Every day, we chip away at all that needs to happen to reach universal access to abortion in Canada. This means engaging with professional colleges and health leaders to encourage adding medical abortion to different health care providers’ scope of practice, or talking to government offcials from coast to coast to coast to continue our push for universal cost coverage and to encourage them to take swift, decisive steps towards real access. Just this month, Quebec announced steps to make it easier for health care providers to prescribe Mifegymiso. This is a really big deal!
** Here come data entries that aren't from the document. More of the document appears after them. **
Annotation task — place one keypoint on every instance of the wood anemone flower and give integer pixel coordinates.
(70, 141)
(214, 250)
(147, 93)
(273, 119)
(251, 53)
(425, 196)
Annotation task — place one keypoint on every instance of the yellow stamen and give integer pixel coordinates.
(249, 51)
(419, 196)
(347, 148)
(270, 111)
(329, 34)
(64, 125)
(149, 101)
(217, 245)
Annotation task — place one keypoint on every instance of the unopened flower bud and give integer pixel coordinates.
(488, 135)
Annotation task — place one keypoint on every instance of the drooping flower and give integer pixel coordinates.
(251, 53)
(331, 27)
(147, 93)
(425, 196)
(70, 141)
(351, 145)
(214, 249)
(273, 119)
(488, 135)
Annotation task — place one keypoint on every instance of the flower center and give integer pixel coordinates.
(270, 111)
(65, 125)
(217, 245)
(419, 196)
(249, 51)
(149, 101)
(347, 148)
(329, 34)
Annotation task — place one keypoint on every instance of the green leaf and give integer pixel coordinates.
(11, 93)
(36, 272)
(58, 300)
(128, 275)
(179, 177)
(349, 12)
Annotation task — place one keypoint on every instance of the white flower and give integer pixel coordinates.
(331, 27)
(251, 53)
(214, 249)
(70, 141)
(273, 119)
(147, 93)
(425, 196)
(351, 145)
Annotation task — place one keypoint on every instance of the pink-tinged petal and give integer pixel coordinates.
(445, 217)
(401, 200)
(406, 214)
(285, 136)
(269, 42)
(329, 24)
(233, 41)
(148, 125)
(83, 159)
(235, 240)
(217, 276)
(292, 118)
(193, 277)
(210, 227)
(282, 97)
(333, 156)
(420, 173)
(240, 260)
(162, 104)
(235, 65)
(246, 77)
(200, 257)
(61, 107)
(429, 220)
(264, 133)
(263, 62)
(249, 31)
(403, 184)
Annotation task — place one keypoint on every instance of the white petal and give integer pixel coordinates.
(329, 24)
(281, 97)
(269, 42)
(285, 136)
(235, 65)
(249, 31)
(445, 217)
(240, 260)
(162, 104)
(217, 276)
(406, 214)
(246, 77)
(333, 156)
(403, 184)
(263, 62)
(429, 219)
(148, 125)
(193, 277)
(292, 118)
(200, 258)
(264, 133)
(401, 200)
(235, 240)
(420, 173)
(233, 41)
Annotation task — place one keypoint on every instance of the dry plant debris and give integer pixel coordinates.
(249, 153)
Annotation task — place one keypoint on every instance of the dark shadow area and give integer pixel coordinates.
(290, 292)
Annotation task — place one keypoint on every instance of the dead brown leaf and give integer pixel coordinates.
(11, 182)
Different people and communities face different challenges in accessing health care services. It’s true for all reproductive and sexual health services (including abortion, pre-natal care, cancer care, contraception counseling, etc.).
If we care about access to health care, we have to care about what stands in the way of good health and good care. It is also why we are serious about tackling other major but sometimes less talked about barriers.
We cannot achieve real victories without thinking about the social factors that affect health (or, the “social determinants of health”), about reproductive justice, about laws, policies and school curricula and about what med students learn during their studies. We are up for that challenge!
Harm reduction, equity, stigma-free, anti-racism, LGBTQ2S inclusivity…these are themes you may have seen over the years in our social media posts, updates and interviews. Throughout our work, we make sure to speak to what can impact different people’s health, what can make a visit to the doctor a challenge, lead to wrongful diagnoses, higher rates of maternal mortality, or even prevent someone from being able to see a doctor.
Your support has meant that we have been able to pour energy, capacity and time into building resources for health care providers so they can learn how to offer more inclusive and affirming care to
their patients; to get ourselves informed and ready to oer direct support and information to different people and communities on a
variety of sexual health topics; to develop materials for educators who teach sex-ed in our classrooms and communities; to work with policy makers across issues to speak up about structural barriers to good health.
Your support continues to be so urgently needed! The Access Line and Norma Scarborough Emergency Fund are entirely funded through the generosity of our loyal and committed donors.
Here is what your support makes possible:
1. High quality accurate and non-judgmental information to the public, including to our callers on the Access Line;
2. Engagement with health care providers who offer the care people need;
3. Training of educators across the country to deliver high quality, evidence-based sexual health education that is framed around human rights; and
4. Engagement at all levels of government to push for policy level change that builds upon knowledge gained through the general public, health care providers and educators.